Search code examples
rrcpp

vectorised comparison of strings to single value in Rcpp


The == operator in Rcpp works as expected when comparing numeric vectors against a single value. I.e. each element of the vector is compared to the value and a logical vector is returned. For example, consider the following which behaves as expected:

library(Rcpp)
cppFunction('
CharacterVector test_vals(NumericVector x) {
  if (is_true(any(x == 3))) return ("Values include 3");
  return ("3 not found");
}')
test_vals(1:2)
# [1] "3 not found"
test_vals(1:5)
# [1] "Values include 3"

However, if I try to compare a character vector against a character scalar, it only seems to test the first element of the vector:

cppFunction('
CharacterVector test_names(NumericVector x) {
  CharacterVector y = x.attr("names");
  if (is_true(any(y == CharacterVector::create("foo")))) return ("Names include foo");
  return ("foo not found");
}')
test_names(c(a=1, b=2, foo=3))
# [1] "foo not found"
test_names(c(foo=3, a=1, b=2))
# [1] "Names include foo"

I know that comparing two character vectors of the same length appears to work in a vectorised manner, as expected:

cppFunction('
CharacterVector test_names(NumericVector x) {
  CharacterVector y = x.attr("names");
  CharacterVector foo(x.size());
  foo.fill("foo");
  if (is_true(any(y == foo))) return ("Names include foo");
  return ("foo not found");
}')
test_names(c(a=1, b=2, foo=3))
# [1] "Names include foo"
test_names(c(foo=3, a=1, b=2))
# [1] "Names include foo"
test_names(c(a=1, b=2))
# [1] "foo not found"

Does this mean that comparisons of character vectors against a single value has not been implemented in Rcpp, or am I just missing how to do it?


Solution

  • Following up on our quick discussion, here is a very simple solution as the problem (as posed) is simple -- no regular expression, no fancyness.
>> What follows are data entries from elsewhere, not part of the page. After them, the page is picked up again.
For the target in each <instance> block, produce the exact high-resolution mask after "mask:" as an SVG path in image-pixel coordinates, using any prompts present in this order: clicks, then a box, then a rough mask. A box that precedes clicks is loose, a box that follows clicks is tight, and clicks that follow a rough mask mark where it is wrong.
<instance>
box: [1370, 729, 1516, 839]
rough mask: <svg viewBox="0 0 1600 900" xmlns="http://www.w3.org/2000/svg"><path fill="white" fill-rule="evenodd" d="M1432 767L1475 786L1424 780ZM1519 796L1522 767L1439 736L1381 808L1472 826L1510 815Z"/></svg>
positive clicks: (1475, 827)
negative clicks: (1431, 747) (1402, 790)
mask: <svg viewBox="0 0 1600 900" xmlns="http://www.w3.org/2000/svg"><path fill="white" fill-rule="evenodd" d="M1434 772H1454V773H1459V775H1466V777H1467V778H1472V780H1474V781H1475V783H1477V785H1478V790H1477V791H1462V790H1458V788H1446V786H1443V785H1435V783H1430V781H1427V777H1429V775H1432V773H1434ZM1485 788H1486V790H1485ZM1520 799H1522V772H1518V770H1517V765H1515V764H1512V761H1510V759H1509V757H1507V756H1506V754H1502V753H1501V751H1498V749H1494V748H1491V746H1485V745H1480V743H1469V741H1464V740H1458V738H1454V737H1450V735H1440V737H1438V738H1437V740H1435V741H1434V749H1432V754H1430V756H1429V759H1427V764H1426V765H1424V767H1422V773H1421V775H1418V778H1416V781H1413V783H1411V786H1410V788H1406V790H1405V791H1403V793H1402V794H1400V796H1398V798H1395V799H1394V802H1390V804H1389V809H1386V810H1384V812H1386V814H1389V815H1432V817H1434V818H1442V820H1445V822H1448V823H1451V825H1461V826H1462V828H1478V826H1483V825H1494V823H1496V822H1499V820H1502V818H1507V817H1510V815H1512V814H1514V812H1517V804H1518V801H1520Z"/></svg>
Just loop over all elements and return as soon as match is found, else bail with false.

    Code

    #include <Rcpp.h>
    
    // [[Rcpp::export]]
    bool contains(std::vector<std::string> sv, std::string txt) {
        for (auto s: sv) {
            if (s == txt) return true;
        }
        return false;
    }
    
    /*** R
    sv <- c("a", "b", "c")
    contains(sv, "foo")
    sv[2] <- "foo"
    contains(sv, "foo")
    */
    

    Demo

    > Rcpp::sourceCpp("~/git/stackoverflow/66895973/answer.cpp")
    
    > sv <- c("a", "b", "c")
    
    > contains(sv, "foo")
    [1] FALSE
    
    > sv[2] <- "foo"
    
    > contains(sv, "foo")
    [1] TRUE
    > 
    

    And that is really just shooting from the hip before looking for either what we may already have in the (roughly) 100k lines of Rcpp, or what the STL may have...

    The same will work for your earlier example of named attributes as you can the same, of course, with a CharacterVector, and/or use the conversion from it to std::vector<std::string> we used here, or... If you have an older compiler, switch the for from C++11 style to K+R style.